Comparing a one mile radius around my current apartment in San Francisco, and my old apartment in New York

I’m flying to New York in about 7 hours, my first trip back since I moved to San Francisco in December. I miss New York a lot. The food, the nightlife, the energy, the diversity of people.
When I was in New York, I took advantage of everything the city has to offer. And that began by living in *the best neighborhood* in the city. If I walked for 15 minutes from my apartment in New York, I could explore parts of: the East Village, Alphabet City, Union Square, Gramercy Park, West Village, NYU, Soho, Nolita, and the Lower East Side. And that’s all on foot!

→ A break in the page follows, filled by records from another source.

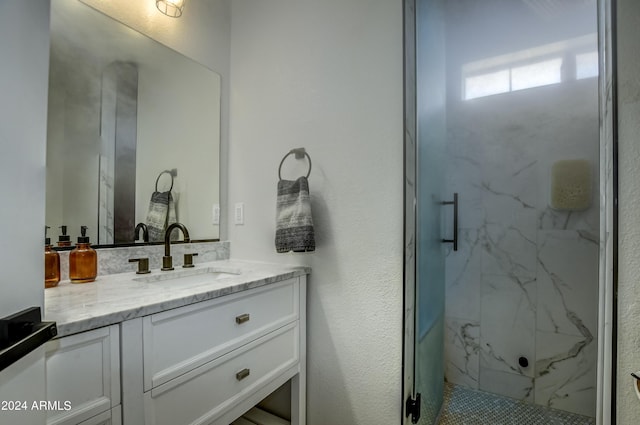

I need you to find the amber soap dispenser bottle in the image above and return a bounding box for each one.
[44,226,60,288]
[69,226,98,283]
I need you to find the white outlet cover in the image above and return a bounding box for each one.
[234,202,244,224]
[211,204,220,225]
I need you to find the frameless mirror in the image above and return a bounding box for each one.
[46,0,220,246]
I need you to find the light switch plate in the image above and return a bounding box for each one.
[234,202,244,224]
[211,204,220,224]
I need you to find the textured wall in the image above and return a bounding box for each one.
[617,0,640,425]
[227,0,403,425]
[0,0,49,317]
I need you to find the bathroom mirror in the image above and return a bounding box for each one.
[46,0,220,246]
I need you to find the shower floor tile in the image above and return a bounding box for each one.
[438,384,596,425]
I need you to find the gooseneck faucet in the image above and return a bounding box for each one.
[161,223,191,272]
[133,223,149,242]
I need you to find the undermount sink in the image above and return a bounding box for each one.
[133,267,240,285]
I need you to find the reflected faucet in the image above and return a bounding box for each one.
[133,223,149,242]
[161,223,191,272]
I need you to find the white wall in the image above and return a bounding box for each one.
[227,0,403,425]
[84,0,231,239]
[617,0,640,425]
[0,0,49,317]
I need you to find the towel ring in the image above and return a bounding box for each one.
[278,148,311,180]
[156,168,178,192]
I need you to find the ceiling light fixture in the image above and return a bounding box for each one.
[156,0,187,18]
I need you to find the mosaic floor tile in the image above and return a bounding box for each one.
[438,384,596,425]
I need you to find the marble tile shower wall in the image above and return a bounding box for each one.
[445,79,599,416]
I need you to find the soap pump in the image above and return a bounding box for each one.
[58,224,71,246]
[69,226,98,283]
[44,226,60,288]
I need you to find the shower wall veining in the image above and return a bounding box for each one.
[445,0,599,416]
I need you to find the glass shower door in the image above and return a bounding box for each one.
[412,0,448,425]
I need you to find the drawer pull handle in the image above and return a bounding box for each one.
[236,369,251,381]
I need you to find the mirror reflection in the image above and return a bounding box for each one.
[46,0,220,246]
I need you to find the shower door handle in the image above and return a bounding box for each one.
[441,193,458,251]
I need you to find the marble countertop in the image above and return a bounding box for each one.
[44,260,311,337]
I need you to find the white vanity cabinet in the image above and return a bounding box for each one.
[121,276,306,425]
[45,325,121,425]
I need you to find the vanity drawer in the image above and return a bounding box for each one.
[143,279,299,391]
[144,322,299,425]
[45,325,120,425]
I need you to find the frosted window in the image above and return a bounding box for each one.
[576,52,598,80]
[464,69,509,99]
[511,58,562,91]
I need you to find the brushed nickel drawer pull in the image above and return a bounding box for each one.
[236,368,251,381]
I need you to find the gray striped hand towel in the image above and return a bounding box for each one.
[147,191,177,242]
[276,177,316,252]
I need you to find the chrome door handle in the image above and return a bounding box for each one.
[440,193,458,251]
[236,368,251,381]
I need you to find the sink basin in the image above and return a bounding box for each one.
[133,267,240,285]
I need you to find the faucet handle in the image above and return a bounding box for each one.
[129,258,151,274]
[182,252,198,269]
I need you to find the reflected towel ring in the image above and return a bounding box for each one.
[156,168,178,192]
[278,148,311,180]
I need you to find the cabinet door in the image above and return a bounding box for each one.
[45,325,120,425]
[78,406,122,425]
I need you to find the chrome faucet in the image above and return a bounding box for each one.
[161,223,191,272]
[133,223,149,242]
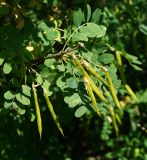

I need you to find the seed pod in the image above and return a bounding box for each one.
[72,55,108,103]
[84,77,100,116]
[32,85,42,139]
[109,106,119,136]
[103,67,122,110]
[115,113,122,124]
[125,84,138,101]
[83,61,108,86]
[44,89,64,136]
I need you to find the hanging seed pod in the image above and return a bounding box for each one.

If I walk for 15 minutes from where I am now… I’m still in Soma 🙂


Ok, admittedly I’m not living in the densest/funnest part of San Francisco (we’re planning to move at the end of the year). But it’s still staggering to see the difference here. The neighborhoods in New York are small. The blocks are tiny. It’s incredibly easy to get around. And it helps that the whole city is flat 🙂
I’m really looking forward to this trip. You can expect lots of photos and video while i’m there.


  1. Sachin, interesting post. I hope you enjoy your visit. I lived in SF for a month and I liked it but it seemed that a car would be necessary to really take advantage of the area. And despite how pretty the hills are, NY’s flatness does make it infinitely easier to get around. You’ll notice a lot of changes in your old hood including the impressive new Cooper Union bldg and the hotel next to it. Also (what I think is) an ugly wavy glass bldg right in Astor place. Enjoy!

  2. @John yes I am interested to see how my neighborhood has changed since I was there. I endured construction noise while the hotel was being built right in my backyard! I’m hoping to get a drink there, i think with a view of my old apartment’s back window@marcos I have been very lucky to get the chance to live in these great cities

  3. Sachin, I hate to say it (and as someone who has visited SF only 3 or 4 times I am probably not very qualified either), but I never understood the attraction of the city. Boston, Seattle, even my old home Philly. I have the same problem with Chicago (and Bombay, for that matter), so maybe its just my own odd preferences ;-). I live on the NJ shore (stripmall — and strip bars! — capital of the world, I am sure), so I shouldn’t be speaking.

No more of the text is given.